Lake Toya and the islands in the center of the lake
The gravel path gave way to some portions of asphalt, which used to be National Highway Route 230. Trail marker T5 prompted me to turn right, leaving the asphalt road and back again into some overgrowth.
This section of the walking trail was mostly without tree cover and on loose soil. I took a left at trail marker T7 to check out the Yu-kun Crater. According to the information board (thankfully it had an English translation): "A building and a seismic station, that recorded eruption precursors, was now totally buried under the new tuff cone of Yu-kun crater."
Yu-kun Crater
At trail marker T8, I deliberately took the path with an X on my map because I am a rebel like that. I was curious what was there. Turns out it was a dead end: something gated and locked. Serves me right.
Back on the right path I went. I passed by a ruined building with a tall smokestack. And further, another old, abandoned building. A few dozen steps more and it was back to civilization: a parking lot with a car or two, a store selling snacks, a rest area. This was the end of Konpirayama Walking Trail.
Tall smokestack
And the beginning of Nishiyama Crater Walking Trail.
I took a snack break in the rest area, eating a sandwich I had brought along for this hike while gazing at the pond before me. A pond with the top half of electric poles and road signs sticking out. Underwater is a portion of Route 230, the same highway I came across earlier while walking along Konpirayama Walking Trail. I could see the road disappear in the water.
Route 230 underwater
Stomach refueled. Time to start hiking the Nishiyama Crater Trail.

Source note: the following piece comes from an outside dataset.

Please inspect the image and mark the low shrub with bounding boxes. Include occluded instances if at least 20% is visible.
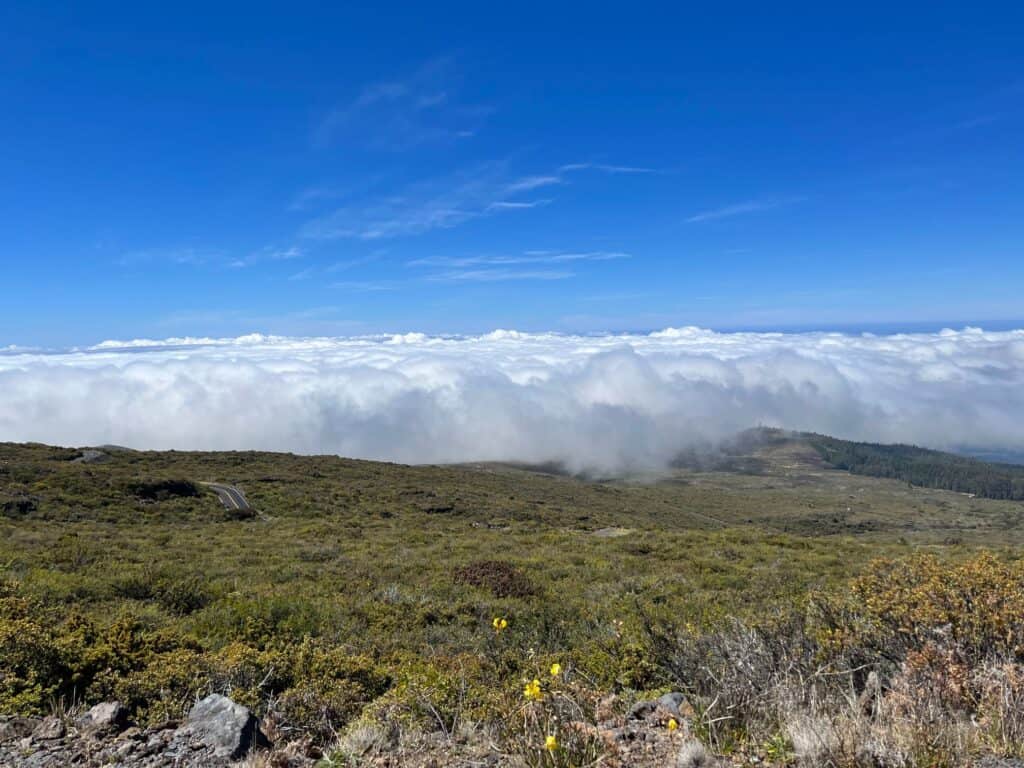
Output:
[455,560,537,598]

Just a few steps along, I see a man cooking some eggs. His egg-cooking area with a hand-painted sign, wooden tables, random chairs, a wooden shed with two wooden owls on top was a curious sight.
Eggs for sale
More curious though was up ahead: a road that had seemingly melted. Such was Mount Usu's wrath. From here the boardwalk ascends along the road up to the summit of 2000 Shinzan, "New Mountain" in English. This area was lifted 75 meters during the eruption of Mount Usu in 2000. From the summit, Toya and Uchiura Bay could be seen.
The summit of 2000 Shinzan affords a view of Toya and Uchiura Bay
I followed the boardwalk descending on the other side of the summit. I passed by remnants on the destruction: a rusty car in the undergrowth, a destroyed cookie factory, two abandoned and damaged houses, a portion of a tunnel.
A car that time forgot
This is the end of the Nishiyama Crater Tail and such a sad sight it was.
A damaged kindergarten
Plants growing inside
Rusty bus and rusty playground
A little Japanecdote: Back at Toya Station, I asked the station master what time the next train to Sapporo was. He said 209PM, pointing at a timetable. I checked my watch, it was only 1226PM. "What about 1246PM?" I asked. "Already departed," he said. "It left early?" He looked at me incredulously. And that's when I noticed the clock at the station. It was already 130PM. My watch had slowed down for an hour!!!